4 Et quand tu feras une offrande de gâteau cuit au four, ce sera des gâteaux sans levain, de fine farine, pétris à l'huile, et des galettes sans levain, ointes d'huile.
5 Et si ton offrande est de gâteau cuite sur la plaque, elle sera de fine farine, pétrie à l'huile, sans levain.
6 Tu la rompras en morceaux, et tu verseras de l'huile dessus; c'est un offrande de gâteau.
7 Et si ton offrande est de gâteau cuit à la poêle, elle sera faite de fine farine avec de l'huile.
8 Tu apporteras le gâteau qui sera faite de ces choses à l'Éternel, et on la présentera au sacrificateur, qui l'apportera à l'autel.
9 Et le sacrificateur prélèvera de l'offrande de gâteau son mémorial, et le fera fumer sur l'autel. C'est un sacrifice fait par le feu, d'agréable odeur à l'Éternel.
10 Ce qui restera du gâteau sera pour Aaron et pour ses fils; c'est une chose très sainte, parmi les sacrifices faits par le feu à l'Éternel.
11 Quelque gâteau que vous offriez à l'Éternel, il ne sera point faite avec du levain; car vous ne ferez fumer ni levain ni miel en sacrifice fait par le feu à l'Éternel.
12 Vous pourrez les offrir à l'Éternel comme offrande des prémices; mais ils ne seront point mis sur l'autel comme offrande d'agréable odeur.

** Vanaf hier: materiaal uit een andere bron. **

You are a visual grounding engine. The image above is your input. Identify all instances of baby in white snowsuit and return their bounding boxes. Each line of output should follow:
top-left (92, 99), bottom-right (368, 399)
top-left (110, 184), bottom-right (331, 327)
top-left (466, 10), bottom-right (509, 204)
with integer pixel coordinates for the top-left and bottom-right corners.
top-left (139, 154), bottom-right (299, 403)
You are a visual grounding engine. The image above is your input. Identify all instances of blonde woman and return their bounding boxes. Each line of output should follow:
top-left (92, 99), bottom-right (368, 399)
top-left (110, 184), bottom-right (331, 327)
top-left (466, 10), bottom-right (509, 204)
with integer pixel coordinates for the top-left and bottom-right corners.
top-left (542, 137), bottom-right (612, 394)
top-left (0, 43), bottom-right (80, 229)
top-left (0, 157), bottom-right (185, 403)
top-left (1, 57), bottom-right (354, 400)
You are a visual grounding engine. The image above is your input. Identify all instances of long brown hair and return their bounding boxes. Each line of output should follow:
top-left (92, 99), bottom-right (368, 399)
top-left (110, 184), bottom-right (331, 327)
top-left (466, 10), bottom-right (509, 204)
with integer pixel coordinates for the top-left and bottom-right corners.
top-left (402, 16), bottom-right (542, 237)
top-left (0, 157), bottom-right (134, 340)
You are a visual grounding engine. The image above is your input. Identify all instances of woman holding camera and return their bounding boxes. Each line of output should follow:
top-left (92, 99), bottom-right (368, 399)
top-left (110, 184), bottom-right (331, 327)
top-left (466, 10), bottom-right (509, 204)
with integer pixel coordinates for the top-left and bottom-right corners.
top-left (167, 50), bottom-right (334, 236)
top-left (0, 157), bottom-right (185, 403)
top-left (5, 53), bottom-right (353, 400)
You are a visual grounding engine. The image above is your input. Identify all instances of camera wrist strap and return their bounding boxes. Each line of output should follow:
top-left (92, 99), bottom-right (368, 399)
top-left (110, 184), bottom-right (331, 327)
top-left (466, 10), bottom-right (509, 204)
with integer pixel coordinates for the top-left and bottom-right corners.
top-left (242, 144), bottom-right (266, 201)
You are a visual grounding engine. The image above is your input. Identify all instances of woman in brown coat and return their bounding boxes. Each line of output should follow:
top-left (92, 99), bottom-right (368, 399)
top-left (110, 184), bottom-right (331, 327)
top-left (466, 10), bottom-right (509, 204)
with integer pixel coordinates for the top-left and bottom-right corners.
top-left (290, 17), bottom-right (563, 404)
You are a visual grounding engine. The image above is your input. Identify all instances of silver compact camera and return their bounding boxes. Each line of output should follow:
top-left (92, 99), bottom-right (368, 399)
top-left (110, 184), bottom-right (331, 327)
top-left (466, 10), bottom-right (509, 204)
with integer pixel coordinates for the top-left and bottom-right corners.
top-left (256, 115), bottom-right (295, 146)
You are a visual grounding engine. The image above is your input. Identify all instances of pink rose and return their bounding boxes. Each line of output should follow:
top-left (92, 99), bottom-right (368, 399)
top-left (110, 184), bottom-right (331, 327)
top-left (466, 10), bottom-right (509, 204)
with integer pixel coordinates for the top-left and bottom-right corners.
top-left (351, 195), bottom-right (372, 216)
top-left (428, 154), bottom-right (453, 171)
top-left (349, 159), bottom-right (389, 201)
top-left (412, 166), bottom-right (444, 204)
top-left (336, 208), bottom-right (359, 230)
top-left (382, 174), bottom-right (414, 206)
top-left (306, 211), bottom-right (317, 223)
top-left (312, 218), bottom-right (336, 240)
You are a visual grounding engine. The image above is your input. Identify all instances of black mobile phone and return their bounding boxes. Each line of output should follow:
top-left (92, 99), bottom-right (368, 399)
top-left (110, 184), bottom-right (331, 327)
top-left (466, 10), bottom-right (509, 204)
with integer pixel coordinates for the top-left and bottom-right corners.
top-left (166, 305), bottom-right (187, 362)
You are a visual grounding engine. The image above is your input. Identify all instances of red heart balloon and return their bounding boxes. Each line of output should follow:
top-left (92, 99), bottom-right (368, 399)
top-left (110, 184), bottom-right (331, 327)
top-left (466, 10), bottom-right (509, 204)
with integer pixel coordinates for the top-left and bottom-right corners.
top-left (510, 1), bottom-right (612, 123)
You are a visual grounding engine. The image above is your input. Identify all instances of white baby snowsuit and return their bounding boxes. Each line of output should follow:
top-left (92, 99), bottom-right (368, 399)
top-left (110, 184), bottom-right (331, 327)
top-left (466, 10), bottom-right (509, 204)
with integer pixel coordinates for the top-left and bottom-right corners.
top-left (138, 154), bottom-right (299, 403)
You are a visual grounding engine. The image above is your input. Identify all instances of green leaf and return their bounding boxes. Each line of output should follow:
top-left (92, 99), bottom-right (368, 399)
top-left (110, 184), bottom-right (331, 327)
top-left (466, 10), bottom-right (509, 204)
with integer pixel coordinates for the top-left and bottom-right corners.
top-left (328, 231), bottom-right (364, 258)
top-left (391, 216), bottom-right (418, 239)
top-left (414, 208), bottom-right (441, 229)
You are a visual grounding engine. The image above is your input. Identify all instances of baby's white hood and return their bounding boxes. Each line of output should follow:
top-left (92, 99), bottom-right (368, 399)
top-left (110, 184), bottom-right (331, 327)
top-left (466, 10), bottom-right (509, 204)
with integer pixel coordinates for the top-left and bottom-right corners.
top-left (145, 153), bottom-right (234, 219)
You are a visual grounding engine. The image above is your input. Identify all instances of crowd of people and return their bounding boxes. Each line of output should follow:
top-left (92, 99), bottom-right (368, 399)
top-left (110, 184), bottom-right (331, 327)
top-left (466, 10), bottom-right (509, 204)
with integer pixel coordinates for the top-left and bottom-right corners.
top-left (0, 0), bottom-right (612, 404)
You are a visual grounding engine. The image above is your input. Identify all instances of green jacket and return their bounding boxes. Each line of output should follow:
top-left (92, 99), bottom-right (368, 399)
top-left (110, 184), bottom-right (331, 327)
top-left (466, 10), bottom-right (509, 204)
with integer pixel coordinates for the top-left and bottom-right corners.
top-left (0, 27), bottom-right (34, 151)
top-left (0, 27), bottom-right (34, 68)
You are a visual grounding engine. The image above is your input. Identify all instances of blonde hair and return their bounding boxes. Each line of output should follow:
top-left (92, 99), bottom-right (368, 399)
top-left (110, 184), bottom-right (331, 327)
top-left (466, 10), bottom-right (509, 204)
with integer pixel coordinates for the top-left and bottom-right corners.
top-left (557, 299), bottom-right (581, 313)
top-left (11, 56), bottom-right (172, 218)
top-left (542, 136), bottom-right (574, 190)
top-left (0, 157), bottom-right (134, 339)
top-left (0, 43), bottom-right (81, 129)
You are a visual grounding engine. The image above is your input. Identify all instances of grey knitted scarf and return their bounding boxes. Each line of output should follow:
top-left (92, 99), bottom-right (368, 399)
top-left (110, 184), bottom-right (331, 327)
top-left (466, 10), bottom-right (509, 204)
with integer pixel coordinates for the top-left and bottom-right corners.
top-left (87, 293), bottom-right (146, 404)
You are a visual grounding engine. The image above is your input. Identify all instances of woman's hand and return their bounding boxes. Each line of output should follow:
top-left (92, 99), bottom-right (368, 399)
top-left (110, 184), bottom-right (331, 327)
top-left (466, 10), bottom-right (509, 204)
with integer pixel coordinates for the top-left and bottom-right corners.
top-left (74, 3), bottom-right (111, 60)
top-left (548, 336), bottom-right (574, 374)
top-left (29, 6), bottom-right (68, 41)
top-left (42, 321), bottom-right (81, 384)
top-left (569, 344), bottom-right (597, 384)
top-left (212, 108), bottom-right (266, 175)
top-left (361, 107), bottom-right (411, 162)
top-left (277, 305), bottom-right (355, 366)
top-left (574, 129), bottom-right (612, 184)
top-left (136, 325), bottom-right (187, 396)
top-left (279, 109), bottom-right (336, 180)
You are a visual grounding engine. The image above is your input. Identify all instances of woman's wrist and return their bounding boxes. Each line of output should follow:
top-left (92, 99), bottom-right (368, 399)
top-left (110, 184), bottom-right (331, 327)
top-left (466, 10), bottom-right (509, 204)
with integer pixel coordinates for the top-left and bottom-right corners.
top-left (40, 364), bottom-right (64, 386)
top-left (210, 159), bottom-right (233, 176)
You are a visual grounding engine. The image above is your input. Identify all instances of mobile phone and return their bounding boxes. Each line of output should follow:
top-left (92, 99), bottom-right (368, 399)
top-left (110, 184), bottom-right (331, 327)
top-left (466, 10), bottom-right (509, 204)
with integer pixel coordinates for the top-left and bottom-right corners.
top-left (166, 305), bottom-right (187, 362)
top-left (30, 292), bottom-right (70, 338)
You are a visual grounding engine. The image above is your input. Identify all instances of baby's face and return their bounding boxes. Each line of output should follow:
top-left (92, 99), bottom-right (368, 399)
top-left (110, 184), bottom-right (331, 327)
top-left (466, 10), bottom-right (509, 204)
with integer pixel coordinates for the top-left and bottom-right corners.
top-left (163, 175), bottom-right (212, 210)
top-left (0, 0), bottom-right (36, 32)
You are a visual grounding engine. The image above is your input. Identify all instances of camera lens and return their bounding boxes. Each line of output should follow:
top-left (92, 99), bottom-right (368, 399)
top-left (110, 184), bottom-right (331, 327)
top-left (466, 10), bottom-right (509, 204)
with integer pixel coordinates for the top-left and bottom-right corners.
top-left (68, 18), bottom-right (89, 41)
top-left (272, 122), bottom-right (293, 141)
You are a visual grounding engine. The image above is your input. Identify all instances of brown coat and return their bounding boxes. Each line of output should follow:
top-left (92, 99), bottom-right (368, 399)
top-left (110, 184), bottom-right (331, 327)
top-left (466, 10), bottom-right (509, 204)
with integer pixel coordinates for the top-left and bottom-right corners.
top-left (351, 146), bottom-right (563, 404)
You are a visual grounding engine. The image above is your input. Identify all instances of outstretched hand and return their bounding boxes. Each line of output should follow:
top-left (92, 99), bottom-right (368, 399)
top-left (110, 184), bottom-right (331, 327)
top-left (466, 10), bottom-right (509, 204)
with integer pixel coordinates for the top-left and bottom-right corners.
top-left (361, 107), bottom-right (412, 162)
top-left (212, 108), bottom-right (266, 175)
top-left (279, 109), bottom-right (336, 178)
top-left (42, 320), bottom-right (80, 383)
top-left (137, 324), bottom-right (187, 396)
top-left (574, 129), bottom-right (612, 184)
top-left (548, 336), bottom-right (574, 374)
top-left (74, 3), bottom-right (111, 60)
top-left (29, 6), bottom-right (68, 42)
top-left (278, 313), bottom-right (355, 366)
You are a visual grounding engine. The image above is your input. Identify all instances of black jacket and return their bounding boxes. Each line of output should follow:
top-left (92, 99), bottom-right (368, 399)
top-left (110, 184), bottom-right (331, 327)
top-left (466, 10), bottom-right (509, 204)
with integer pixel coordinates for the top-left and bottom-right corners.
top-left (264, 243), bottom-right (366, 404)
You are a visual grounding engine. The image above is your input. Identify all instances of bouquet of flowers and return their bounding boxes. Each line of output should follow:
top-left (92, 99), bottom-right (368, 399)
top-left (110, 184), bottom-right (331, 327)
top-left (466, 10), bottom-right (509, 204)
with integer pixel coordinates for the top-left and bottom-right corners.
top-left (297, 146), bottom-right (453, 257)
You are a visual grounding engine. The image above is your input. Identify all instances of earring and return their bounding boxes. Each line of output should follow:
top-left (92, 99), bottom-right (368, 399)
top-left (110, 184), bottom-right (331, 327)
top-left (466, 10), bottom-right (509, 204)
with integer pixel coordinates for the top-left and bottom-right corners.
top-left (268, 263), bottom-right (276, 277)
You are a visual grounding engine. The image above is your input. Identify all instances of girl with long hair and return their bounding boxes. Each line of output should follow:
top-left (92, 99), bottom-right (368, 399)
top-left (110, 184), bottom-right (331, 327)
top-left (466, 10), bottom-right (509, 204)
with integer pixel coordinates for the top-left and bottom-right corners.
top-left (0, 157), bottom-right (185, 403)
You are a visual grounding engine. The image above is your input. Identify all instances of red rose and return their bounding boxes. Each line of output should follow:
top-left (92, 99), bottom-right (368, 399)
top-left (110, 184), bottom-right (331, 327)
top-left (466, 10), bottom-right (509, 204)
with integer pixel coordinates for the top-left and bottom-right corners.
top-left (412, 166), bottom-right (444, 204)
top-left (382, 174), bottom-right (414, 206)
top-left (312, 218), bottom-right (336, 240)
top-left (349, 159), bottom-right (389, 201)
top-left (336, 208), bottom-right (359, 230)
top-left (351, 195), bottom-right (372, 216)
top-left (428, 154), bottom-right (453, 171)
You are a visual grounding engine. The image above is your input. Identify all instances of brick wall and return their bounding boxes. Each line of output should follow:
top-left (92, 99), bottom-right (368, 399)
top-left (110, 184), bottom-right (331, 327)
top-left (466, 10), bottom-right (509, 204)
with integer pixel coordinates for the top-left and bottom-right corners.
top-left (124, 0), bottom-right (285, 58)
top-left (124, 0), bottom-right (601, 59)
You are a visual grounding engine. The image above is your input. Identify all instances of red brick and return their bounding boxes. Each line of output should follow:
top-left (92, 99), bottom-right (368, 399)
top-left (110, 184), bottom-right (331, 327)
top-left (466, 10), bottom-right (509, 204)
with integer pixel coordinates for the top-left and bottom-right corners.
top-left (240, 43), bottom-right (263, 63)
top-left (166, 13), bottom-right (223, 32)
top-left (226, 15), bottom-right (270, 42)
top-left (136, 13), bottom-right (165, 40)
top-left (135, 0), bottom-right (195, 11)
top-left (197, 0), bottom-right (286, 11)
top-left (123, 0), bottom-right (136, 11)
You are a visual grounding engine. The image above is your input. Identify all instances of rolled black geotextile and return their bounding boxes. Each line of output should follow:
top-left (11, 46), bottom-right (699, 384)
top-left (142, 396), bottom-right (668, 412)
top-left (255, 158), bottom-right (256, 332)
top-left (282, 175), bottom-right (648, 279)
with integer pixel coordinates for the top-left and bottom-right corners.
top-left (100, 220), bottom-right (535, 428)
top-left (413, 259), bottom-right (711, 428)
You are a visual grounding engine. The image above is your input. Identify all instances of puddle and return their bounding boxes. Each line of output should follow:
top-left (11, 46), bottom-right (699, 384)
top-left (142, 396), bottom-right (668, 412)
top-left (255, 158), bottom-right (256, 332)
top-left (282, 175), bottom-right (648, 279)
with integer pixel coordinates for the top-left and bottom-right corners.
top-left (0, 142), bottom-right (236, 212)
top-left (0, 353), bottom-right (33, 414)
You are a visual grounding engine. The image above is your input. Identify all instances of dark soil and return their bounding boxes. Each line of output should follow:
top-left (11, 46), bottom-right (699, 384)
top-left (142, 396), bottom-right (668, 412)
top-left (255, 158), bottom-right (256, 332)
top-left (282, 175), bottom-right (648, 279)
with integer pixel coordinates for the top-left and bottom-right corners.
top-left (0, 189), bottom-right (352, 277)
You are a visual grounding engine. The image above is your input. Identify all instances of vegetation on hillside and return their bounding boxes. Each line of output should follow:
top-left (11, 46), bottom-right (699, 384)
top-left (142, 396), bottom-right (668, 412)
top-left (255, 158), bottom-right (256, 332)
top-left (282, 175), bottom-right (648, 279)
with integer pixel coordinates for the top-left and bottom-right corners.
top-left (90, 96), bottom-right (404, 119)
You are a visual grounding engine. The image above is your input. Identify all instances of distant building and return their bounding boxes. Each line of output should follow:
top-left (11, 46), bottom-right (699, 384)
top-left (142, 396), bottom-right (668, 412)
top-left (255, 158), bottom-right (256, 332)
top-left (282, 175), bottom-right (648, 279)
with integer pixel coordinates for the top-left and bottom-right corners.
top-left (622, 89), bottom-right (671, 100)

13 Tu saleras de sel toute offrande de ton gâteau; et tu ne laisseras point ton offrande manquer du sel, signe de l'alliance de ton Dieu; sur toutes tes offrandes tu offriras du sel.
14 Et si tu offres le gâteau des premiers fruits à l'Éternel, tu offriras, comme gâteau de tes premiers fruits, des épis rôtis au feu, du grain nouveau, broyé.
15 Tu y mettras de l'huile, et tu y ajouteras de l'encens; c'est une offrande de gâteau.
16 Et le sacrificateur fera fumer son mémorial, une partie du grain broyé et de l'huile, avec tout l'encens. C'est un sacrifice fait par le feu à l'Éternel.